I have a list(1000's) of mouse genes that I am interested to test for any GO term enrichment.
I am wondering would it be Ok to use the whole set of mouse genes as a baseline to test for enrichment of GO terms? OR randomly subsample same number of genes as in the test case
I think the answer depends on how you came to get your list of 1000 genes. For example, in microarray experiments you would have a chip with e.g. 30 thousand genes on it and maybe 1000 of the genes would be called differentially expressed. Your background list should contain only those 30K genes but not, for example, 50 genes that are not on the chip because they were not measured. For RNA Seq it is harder because there are inherent biases in each gene is measured (e.g. somewhat described in the GOSeq paper) and some people use complicated statistical tests on top of that which can add more bias.
If there are no significant biases in how you obtained your 1000 genes then I think using the entire subset would give you the clearest signal because it would contain the most information. I could imagine findings that are significant in the whole set not being significant in random subsets just because of lack of statistical power to find them with smaller numbers. Some of the categories have very few genes and high statistical noise.
If there are biases in how you obtained your 1000 genes then you need to account for them, which could be as simple as using an appropriate background gene list or a big huge bioinformatics headache depending on the experiment.

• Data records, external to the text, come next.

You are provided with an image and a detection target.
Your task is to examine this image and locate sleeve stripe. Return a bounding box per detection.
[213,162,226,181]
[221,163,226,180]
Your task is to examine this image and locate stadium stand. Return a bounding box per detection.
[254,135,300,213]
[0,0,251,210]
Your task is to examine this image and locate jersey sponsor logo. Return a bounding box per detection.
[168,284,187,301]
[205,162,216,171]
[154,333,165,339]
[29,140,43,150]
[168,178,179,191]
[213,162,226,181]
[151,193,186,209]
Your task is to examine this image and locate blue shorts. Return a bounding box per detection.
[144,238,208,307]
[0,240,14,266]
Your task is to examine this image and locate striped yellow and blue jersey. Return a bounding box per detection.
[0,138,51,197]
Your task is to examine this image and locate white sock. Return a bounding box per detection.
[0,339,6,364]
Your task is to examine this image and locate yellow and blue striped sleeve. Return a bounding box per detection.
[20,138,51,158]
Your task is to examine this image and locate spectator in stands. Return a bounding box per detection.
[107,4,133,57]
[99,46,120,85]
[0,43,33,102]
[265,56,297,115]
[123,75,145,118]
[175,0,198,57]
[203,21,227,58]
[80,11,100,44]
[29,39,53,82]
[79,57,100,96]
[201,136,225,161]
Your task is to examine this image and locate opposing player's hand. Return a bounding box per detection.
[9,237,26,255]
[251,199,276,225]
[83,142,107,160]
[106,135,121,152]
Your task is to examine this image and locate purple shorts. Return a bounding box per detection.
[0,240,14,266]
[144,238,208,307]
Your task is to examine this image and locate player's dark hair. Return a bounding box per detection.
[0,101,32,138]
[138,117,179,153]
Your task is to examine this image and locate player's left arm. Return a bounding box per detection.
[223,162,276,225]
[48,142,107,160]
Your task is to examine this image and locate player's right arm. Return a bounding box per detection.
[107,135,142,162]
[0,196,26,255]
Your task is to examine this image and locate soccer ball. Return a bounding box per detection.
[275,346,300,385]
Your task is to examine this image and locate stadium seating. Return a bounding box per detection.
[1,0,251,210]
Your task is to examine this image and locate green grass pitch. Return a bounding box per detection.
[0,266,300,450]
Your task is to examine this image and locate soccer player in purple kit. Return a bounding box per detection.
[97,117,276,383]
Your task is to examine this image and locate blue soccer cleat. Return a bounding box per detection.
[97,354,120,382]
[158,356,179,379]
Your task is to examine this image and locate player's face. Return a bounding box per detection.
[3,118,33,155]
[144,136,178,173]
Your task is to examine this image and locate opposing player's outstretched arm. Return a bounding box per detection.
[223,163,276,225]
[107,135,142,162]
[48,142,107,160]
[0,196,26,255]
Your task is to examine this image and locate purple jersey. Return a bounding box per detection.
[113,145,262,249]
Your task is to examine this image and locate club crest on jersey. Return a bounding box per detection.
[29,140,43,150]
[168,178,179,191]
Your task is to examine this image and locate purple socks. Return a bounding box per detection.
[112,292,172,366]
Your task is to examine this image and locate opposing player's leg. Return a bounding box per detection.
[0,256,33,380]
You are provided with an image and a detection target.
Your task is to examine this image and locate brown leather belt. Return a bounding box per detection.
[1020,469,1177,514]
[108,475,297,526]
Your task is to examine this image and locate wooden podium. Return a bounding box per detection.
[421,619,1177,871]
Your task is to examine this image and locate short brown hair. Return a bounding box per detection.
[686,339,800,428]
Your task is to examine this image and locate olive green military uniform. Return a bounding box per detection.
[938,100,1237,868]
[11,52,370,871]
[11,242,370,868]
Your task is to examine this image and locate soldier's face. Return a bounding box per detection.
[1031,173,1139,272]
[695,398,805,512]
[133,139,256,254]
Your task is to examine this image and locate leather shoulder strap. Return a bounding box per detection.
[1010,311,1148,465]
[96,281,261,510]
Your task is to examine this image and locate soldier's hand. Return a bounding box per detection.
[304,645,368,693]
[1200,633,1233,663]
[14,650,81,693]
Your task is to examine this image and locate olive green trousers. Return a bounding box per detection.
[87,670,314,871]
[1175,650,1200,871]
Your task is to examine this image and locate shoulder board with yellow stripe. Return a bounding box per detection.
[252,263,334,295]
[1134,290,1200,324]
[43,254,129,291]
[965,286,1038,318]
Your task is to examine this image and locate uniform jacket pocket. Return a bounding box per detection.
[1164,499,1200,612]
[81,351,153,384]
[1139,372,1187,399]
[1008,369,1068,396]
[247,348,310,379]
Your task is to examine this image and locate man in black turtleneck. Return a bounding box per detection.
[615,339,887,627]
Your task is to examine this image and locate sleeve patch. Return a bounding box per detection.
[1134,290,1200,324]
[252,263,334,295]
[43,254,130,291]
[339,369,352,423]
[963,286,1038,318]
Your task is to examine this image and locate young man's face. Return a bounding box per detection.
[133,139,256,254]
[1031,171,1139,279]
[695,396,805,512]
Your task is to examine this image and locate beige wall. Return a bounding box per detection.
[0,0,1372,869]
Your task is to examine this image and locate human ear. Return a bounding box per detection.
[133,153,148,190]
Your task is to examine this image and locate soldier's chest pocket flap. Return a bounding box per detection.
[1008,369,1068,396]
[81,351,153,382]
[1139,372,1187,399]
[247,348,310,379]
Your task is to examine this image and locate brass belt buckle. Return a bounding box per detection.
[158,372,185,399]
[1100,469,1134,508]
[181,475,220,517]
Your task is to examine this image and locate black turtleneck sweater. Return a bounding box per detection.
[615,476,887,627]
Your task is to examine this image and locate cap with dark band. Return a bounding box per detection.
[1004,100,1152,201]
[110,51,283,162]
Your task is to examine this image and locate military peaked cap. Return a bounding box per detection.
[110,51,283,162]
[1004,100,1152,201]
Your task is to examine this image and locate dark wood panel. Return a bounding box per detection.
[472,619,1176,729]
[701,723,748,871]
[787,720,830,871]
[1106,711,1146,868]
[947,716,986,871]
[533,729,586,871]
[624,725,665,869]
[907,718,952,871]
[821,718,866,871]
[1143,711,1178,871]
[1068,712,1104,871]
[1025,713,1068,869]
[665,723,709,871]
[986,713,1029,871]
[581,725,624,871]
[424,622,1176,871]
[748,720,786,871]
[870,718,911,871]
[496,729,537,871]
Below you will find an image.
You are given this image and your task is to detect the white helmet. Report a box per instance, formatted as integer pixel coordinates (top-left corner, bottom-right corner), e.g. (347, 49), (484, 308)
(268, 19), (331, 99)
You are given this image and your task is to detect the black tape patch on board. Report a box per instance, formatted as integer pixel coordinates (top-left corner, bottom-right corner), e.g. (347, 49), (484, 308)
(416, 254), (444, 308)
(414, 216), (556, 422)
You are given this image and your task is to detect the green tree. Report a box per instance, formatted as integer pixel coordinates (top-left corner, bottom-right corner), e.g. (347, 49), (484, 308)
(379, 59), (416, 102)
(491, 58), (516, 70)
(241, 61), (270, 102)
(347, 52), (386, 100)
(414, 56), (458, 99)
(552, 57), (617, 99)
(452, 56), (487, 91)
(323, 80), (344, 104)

Thanks Michele. The 1000 gene list this time is indeed coming from a microarray chip. Just so I get it right my baseline in this case should only be genes that were supposed to be measured by the chip right ?
My gene lists are always associated with a value, either p-value or enrichment or some other factor.
So, I use this value to take the top lets say 500, 1000 or 3000 genes depending on the items in the list.
But even if you take a very large list, it shouldn't matter, as most of the tools like David, display the top enriched categories also pointing at how many genes make up that category in the users list and the database.
Best thing would be to sample twice-thrice and test, if you are getting to varying results, then better is to have a cut-off and run the GO analysis on that list.
Thanks Michele. The 1000 gene list this time is indeed coming from a microarray chip. Just so I get it right my baseline in this case should only be genes that were supposed to be measured by the chip right ?
Yes. That's how I was taught to do it.